Ancient Rome discovers the charm of Egyptian culture in the first century b.C. , after the conquests of Julius Caesar and Augustus.
Since that time, the Egyptian evidences in the city multiply. .and we are not only talking about the obelisks.
Lets think of the Cestia Pyramid, the tomb of a rich politician; covered in Carrara marble, has survived to marble looters because it belongs within the defensive walls, as a fortified tower. But this was not the only pyramid in Rome.,
One stood in the area now occupied by the church of Santa Maria dei Miracoli in Piazza del Popolo. Another pyramid was in the Vatican area, at the beginning of the current Via della Conciliazione, it was demolished in 1499, but appears in the bronze doors designed by Filarete for the St. Peter’s Basilica and in the fresco “The appearance of the Cross” by Giulio Romano in the Sala di Costantino in the Vatican Palaces.Obelisks and pyramids: a corner of Egypt on the Tiber. But in the city there were also temples and sacelli (shrines – small sacred buildings ) dedicated to the Egyptian gods , especially Isis and Serapis. Unfortunately, very little remains.
The most important temple, of Isis and Serapis Campense, was located in the area of the Pantheon. The remains lie beneath the palace of the seminary and the church of Santa Maria sopra Minerva and Santo Stefano del Cacco. The strange name of this church comes from the discovery of a statue of the Egyptian god Anubis with the head in the shape of dog: the Romans , thinking it was a monkey, had called the ” macacco ” following “cacco”..that actually in Italian sounds a bit wacky 😉
The obelisks of Piazza Navona, Piazza della Rotonda , Piazza della Minerva and Piazza dei Cinquecento come from the Campense temple.

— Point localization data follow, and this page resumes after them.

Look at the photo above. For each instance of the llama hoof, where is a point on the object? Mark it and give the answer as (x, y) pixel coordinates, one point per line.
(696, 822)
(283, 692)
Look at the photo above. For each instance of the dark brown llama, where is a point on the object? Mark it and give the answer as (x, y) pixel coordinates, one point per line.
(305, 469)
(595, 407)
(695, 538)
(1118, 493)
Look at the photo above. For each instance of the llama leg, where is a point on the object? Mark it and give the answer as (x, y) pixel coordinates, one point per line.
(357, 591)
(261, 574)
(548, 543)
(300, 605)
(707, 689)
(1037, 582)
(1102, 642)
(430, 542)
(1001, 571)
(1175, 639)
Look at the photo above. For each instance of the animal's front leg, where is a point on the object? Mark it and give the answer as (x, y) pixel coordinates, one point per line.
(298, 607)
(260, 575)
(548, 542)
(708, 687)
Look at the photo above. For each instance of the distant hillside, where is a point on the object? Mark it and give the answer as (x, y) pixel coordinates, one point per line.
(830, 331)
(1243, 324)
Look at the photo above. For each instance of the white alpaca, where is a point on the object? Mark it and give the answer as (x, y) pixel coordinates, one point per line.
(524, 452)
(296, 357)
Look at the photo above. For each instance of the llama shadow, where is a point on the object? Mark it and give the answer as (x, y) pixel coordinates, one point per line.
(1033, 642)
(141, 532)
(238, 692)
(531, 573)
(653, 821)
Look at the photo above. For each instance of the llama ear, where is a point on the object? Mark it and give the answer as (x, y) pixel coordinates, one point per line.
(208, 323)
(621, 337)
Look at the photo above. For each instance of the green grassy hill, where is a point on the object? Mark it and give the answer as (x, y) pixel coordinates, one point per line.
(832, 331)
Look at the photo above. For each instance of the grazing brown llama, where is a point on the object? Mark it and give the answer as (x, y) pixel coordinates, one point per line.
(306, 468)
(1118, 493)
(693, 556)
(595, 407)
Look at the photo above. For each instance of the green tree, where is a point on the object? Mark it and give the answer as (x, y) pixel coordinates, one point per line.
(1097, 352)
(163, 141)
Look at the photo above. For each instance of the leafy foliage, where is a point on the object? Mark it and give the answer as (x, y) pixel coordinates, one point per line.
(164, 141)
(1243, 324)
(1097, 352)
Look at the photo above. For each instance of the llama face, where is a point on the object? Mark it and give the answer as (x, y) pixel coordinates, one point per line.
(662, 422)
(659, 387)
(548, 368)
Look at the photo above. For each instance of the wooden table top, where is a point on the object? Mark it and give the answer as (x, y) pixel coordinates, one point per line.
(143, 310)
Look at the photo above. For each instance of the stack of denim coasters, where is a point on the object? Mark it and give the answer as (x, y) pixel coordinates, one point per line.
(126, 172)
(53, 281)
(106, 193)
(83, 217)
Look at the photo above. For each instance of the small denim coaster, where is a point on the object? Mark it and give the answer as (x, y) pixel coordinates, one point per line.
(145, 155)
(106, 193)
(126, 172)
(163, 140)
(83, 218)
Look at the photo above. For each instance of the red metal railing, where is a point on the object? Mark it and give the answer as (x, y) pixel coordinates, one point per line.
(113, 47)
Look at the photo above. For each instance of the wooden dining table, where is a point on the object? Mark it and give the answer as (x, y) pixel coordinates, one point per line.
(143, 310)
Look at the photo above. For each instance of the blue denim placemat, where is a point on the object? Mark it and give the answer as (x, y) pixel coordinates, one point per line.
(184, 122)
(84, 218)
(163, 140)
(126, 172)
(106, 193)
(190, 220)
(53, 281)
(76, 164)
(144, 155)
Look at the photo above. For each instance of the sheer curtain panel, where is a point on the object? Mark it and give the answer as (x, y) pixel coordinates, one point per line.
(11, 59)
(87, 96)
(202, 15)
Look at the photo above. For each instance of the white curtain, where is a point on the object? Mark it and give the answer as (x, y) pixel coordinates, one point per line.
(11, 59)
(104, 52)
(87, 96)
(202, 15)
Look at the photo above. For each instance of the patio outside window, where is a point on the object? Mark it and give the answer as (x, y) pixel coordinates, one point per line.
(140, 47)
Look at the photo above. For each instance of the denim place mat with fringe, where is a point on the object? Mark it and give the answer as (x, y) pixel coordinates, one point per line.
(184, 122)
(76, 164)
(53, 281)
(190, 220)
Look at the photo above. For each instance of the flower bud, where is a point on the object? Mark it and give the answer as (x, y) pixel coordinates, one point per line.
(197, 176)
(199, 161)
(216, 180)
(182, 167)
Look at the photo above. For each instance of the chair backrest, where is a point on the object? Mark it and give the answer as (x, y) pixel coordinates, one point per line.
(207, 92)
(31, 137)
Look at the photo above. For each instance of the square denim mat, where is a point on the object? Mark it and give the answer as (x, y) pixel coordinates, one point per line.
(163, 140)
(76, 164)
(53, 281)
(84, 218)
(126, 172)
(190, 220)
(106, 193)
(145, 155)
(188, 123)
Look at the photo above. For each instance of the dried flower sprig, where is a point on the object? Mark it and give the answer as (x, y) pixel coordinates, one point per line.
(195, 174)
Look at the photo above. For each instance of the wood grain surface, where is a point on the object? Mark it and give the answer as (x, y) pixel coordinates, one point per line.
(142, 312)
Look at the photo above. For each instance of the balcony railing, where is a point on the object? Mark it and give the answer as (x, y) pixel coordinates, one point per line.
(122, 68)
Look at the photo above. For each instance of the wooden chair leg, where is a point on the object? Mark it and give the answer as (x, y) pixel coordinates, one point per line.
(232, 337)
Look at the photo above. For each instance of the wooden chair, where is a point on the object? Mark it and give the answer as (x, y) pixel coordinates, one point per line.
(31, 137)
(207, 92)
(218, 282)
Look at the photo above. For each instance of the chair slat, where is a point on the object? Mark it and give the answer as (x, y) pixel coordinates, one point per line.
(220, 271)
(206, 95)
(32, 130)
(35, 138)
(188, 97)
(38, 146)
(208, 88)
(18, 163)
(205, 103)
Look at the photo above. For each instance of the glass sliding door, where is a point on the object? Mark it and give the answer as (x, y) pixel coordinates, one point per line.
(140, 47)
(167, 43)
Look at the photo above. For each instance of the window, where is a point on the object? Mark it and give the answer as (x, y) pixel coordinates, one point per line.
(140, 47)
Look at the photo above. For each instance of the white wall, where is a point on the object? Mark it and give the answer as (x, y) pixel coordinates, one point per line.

On the slopes of the Quirinale’s hill there was the temple of Serapis: the remains are still visible between the Palazzo Colonna and the Gregorian University in Piazza della Pilotta.
Even on the Aventine, there was a temple dedicated to Serapis; what remains is lying beneath the church of Santa Sabina.
Among via Labicana and the Colosseum , is positioned piazza Iside, an important place of worship, you can admire today the impressive remains inserted between the Roman buildings of 19th century.
There are numerous Egyptian sculptures in the city: the statue of the Nile, now in the Chiaramonti Vatican Museum; the two lions that decorate the “Fontain dell’acqua Felice” at the corner in Via XX Settembre; lions at the foot of the steps of the Campidoglio (Capitol); a statue in Piazza San Marco (the Roman one!), adjacent to Piazza Venezia, depicting Isis or a priestess (the Romans, who rank among the so-called talking statues , call her Madama Lucrezia – See our previous post: https://seadreamsexcursions.wordpress.com/2014/01/31/the-talking-statues-of-rome/ ).
Still, a large marble foot gives its name to the homonymous street, a statue of the Egyptian cult; and , finally, a marble cat walled on the ledge of Palazzo Grazioli: Of course, we are in Via della Gatta (the street of the cat).
I find this Egyptian presence into one of the world’s richest Capital a really interesting story! Too bad not much remains.. but it’s like a city treasure hunt and it fits very well with ancient Egypt; it enriches the Eternal City of charm and mystery!